Adult black pinesnakes usually have a total length (tail included) of 48 to 64 in, though the longest recorded was 89 in.

==Distribution and habitat==
The black pinesnake is native to certain southeastern states in the United States. Specifically, its range is limited to the following states:

- Louisiana, status S1 (though it has likely been extirpated)
- Alabama, status S2 (limited to southern Alabama)
- Mississippi, status S2

Within these areas, the black pinesnake inhabits longleaf pine habitats. The optimal habitat consists of "sandy, well-drained soils with an open-canopied overstory of longleaf pine, a reduced shrub layer, and a dense herbaceous ground cover".

==Ecology==
The black pinesnake is primarily diurnal, with some activity during the night. It is carnivorous and potentially uses its burrowing skills to dig nests or excavate rodents for consumption. Its diet primarily consists of rodents such as hispid cotton rats, mice, and, more rarely, eastern fox squirrels, but also includes nestling rabbits, bobwhite quail and their eggs, and eastern kingbirds.

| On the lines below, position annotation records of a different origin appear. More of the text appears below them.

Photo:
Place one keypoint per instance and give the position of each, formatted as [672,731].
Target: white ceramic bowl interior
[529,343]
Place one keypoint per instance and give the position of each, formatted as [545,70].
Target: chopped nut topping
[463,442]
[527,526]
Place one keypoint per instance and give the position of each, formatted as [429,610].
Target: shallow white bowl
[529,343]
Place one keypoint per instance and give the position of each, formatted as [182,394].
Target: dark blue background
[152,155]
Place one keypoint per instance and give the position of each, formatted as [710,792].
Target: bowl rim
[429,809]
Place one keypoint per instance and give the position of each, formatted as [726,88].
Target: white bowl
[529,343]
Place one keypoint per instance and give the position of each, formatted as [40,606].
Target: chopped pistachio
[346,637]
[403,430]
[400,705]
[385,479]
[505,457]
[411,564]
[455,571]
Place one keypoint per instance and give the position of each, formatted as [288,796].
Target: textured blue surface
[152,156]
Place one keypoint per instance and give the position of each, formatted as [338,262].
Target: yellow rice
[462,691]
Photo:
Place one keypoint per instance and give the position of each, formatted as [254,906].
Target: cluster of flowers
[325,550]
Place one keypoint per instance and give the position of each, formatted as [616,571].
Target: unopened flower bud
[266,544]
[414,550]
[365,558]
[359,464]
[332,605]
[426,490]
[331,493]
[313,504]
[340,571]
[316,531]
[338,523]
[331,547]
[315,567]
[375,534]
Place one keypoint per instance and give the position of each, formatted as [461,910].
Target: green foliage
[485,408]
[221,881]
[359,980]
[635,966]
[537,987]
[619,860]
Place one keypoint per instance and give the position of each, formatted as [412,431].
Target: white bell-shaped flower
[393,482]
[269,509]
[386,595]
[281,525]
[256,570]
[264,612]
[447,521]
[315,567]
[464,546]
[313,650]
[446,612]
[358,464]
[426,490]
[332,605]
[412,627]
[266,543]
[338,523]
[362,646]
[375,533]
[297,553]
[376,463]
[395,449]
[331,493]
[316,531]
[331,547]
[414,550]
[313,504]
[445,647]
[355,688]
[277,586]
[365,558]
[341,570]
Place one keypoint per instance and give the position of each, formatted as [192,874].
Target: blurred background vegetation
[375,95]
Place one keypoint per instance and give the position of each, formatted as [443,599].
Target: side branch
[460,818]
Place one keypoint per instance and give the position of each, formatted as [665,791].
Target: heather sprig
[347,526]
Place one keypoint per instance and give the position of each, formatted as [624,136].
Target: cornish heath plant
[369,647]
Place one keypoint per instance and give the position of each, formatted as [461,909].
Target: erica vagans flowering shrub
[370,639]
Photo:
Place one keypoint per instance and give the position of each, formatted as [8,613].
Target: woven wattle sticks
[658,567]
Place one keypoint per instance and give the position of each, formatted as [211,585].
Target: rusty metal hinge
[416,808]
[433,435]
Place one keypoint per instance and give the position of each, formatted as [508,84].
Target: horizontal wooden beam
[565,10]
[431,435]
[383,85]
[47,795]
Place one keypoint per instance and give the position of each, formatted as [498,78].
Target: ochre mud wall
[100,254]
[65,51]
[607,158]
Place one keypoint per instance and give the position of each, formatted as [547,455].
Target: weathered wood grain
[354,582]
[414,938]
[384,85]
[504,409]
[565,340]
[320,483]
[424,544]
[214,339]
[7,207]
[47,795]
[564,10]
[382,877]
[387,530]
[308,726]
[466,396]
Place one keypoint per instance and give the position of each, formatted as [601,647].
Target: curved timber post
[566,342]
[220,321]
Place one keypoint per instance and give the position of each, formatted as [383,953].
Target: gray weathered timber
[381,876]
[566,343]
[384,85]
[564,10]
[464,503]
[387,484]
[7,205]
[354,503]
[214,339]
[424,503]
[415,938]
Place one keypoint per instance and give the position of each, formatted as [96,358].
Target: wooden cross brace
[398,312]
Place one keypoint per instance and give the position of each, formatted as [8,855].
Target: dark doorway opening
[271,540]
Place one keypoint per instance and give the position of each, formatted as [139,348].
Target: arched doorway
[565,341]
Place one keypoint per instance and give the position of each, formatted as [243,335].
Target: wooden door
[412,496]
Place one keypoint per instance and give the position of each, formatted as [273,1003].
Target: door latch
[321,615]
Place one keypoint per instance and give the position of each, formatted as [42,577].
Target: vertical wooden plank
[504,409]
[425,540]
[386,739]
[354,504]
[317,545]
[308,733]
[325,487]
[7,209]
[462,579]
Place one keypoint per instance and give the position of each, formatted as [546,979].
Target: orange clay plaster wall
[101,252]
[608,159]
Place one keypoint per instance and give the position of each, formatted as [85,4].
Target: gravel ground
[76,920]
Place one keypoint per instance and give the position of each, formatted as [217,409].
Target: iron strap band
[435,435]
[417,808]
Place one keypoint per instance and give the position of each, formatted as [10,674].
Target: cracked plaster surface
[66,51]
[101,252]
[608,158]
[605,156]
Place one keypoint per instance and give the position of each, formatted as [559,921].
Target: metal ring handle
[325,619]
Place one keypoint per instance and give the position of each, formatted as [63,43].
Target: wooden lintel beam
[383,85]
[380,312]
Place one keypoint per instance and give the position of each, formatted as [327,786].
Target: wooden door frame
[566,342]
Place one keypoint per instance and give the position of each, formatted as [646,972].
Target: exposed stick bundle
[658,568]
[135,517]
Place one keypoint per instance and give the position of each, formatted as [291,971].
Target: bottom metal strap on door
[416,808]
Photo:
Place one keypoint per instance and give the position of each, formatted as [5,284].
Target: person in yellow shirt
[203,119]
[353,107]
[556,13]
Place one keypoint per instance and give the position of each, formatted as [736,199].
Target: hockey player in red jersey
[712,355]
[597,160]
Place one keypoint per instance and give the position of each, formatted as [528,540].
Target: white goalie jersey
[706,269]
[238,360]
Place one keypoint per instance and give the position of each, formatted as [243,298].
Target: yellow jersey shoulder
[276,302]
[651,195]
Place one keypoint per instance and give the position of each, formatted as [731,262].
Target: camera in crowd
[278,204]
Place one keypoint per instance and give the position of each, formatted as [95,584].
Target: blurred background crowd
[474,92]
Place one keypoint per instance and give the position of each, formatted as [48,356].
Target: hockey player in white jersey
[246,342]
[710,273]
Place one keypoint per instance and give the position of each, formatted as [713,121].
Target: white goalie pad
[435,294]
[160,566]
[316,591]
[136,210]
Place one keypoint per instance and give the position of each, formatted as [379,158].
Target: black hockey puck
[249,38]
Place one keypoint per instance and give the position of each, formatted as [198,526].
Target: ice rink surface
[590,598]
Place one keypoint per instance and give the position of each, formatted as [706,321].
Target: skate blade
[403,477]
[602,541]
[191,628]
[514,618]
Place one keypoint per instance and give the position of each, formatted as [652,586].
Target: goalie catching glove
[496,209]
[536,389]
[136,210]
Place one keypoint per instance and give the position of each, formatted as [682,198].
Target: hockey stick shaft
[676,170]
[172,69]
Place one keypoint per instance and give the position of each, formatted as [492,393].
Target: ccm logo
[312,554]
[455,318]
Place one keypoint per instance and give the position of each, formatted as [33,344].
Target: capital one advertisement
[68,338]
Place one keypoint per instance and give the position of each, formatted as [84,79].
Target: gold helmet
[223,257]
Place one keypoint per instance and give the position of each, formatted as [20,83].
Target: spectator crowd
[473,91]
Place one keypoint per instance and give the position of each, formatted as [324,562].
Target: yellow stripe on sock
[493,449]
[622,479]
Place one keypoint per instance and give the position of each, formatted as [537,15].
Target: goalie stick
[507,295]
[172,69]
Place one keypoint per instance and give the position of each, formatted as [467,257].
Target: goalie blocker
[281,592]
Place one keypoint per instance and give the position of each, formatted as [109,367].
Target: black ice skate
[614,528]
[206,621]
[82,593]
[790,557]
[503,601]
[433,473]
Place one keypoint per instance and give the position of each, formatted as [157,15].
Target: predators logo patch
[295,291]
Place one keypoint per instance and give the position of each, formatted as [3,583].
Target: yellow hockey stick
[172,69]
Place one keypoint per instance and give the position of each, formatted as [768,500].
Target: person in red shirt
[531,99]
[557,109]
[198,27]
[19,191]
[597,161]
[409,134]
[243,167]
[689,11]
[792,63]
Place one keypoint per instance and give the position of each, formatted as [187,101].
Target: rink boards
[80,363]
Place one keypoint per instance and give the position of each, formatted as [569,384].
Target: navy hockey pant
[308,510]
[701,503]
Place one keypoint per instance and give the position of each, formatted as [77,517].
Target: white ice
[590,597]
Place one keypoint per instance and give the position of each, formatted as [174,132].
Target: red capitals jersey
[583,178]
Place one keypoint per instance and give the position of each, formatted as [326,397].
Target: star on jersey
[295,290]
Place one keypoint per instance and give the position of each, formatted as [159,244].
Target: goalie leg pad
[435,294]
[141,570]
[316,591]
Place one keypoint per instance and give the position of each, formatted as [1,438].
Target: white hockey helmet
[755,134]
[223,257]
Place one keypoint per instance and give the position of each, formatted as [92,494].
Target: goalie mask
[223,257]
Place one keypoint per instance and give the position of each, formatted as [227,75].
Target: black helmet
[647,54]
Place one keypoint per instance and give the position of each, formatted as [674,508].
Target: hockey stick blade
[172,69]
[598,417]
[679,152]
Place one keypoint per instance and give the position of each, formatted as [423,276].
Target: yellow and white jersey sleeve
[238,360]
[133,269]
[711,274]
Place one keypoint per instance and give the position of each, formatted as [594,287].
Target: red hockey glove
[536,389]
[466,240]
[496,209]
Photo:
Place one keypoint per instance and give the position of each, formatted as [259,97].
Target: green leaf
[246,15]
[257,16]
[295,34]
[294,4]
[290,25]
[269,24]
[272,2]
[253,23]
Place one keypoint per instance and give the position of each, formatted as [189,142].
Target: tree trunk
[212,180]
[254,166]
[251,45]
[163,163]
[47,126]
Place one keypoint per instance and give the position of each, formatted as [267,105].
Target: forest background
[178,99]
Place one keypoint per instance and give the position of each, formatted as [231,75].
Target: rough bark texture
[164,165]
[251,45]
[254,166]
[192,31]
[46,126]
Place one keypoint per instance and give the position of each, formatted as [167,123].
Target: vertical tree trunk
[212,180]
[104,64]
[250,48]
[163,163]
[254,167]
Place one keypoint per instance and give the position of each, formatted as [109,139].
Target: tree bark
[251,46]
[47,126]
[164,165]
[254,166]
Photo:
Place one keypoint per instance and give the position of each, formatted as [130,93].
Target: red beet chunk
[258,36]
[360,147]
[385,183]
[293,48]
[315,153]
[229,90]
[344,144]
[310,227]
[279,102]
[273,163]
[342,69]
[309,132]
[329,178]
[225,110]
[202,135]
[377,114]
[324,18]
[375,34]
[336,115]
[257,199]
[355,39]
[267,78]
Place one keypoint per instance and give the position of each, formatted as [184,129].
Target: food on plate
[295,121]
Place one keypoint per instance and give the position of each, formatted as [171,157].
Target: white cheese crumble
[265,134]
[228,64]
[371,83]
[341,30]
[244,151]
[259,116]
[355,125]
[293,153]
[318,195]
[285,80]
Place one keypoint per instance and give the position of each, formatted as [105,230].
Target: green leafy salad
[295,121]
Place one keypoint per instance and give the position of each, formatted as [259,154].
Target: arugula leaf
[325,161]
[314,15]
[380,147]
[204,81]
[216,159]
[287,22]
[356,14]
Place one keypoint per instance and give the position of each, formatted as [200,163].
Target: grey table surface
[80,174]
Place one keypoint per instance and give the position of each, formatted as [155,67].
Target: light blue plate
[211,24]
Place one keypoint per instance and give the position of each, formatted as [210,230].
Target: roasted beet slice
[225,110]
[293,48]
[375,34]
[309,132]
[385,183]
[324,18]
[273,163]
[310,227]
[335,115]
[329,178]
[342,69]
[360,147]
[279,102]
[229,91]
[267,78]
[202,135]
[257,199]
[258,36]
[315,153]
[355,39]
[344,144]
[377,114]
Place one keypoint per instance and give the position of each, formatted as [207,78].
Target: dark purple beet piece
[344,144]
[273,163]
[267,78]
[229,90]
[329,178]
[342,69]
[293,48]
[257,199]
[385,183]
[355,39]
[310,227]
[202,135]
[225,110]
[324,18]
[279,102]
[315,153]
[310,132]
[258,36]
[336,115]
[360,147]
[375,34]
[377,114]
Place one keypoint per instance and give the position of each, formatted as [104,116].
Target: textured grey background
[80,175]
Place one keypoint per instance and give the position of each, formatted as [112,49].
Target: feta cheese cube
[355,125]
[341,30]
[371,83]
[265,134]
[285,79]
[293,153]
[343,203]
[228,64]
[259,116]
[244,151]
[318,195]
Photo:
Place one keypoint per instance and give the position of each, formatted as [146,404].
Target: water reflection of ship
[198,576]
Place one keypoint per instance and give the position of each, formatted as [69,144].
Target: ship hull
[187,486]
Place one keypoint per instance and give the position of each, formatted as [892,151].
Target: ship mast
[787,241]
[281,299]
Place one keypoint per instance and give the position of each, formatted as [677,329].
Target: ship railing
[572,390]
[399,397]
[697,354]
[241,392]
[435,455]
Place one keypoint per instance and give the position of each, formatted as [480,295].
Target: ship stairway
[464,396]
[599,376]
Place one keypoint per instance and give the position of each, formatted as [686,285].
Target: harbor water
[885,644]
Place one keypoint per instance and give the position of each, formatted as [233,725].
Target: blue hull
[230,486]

In a 2007 study involving five individual black pinesnakes, they were found hibernating only in "chambers formed by the decay and burning of pine stumps and roots" at a mean depth of 9.8 in (25 cm) and a maximum depth of 13.8 in (35 cm). In the same study, it was found that, unlike the northern pinesnake (P. m. melanoleucus), the only excavation of hibernacula (places where animals seek refuge to overwinter) completed by the black pinesnake was minor enlargement of preexisting chambers. It was noted separately, however, that "[t]hese sites are not considered true hibernacula because black pinesnakes move above ground on warm days throughout all months of the year".

==Conservation status==
In addition to the state-level conservation statuses previously noted, the black pinesnake has been classified by NatureServe as G4T1?; this means that while the species, P. melanoleucus, is "apparently secure", the specific subspecies of P. m. lodingi is "critically imperiled". NatureServe defines "apparently secure" as "[a]t fairly low risk of extinction or collapse" and "vulnerable" as "[a]t very high risk of extinction or collapse". However, the question mark indicates inexact numeric rank with regard to the subspecies conservation status. Separately, the U.S. Fish and Wildlife Service (USFWS) has designated the black pinesnake as "Threatened" since 2015.

The subspecies P. m. lodingi is threatened primarily due to habitat loss, though it is also affected by snake fungal disease and intentional killing by humans. In the original rule by the USFWS, it was determined that, in addition to the previously listed factors, the black pinesnake is threatened by degradation and fragmentation of habitat due to silviculture, urbanization, fire suppression, and road mortality. Fragmentation of these habitats leads to genetic drift. Habitat loss, in the case of the black pinesnake, is primarily due to conversion of habitat to incompatible uses, like commercial forestry, agriculture, and urban development, though climate change also plays a factor in reducing available habitat.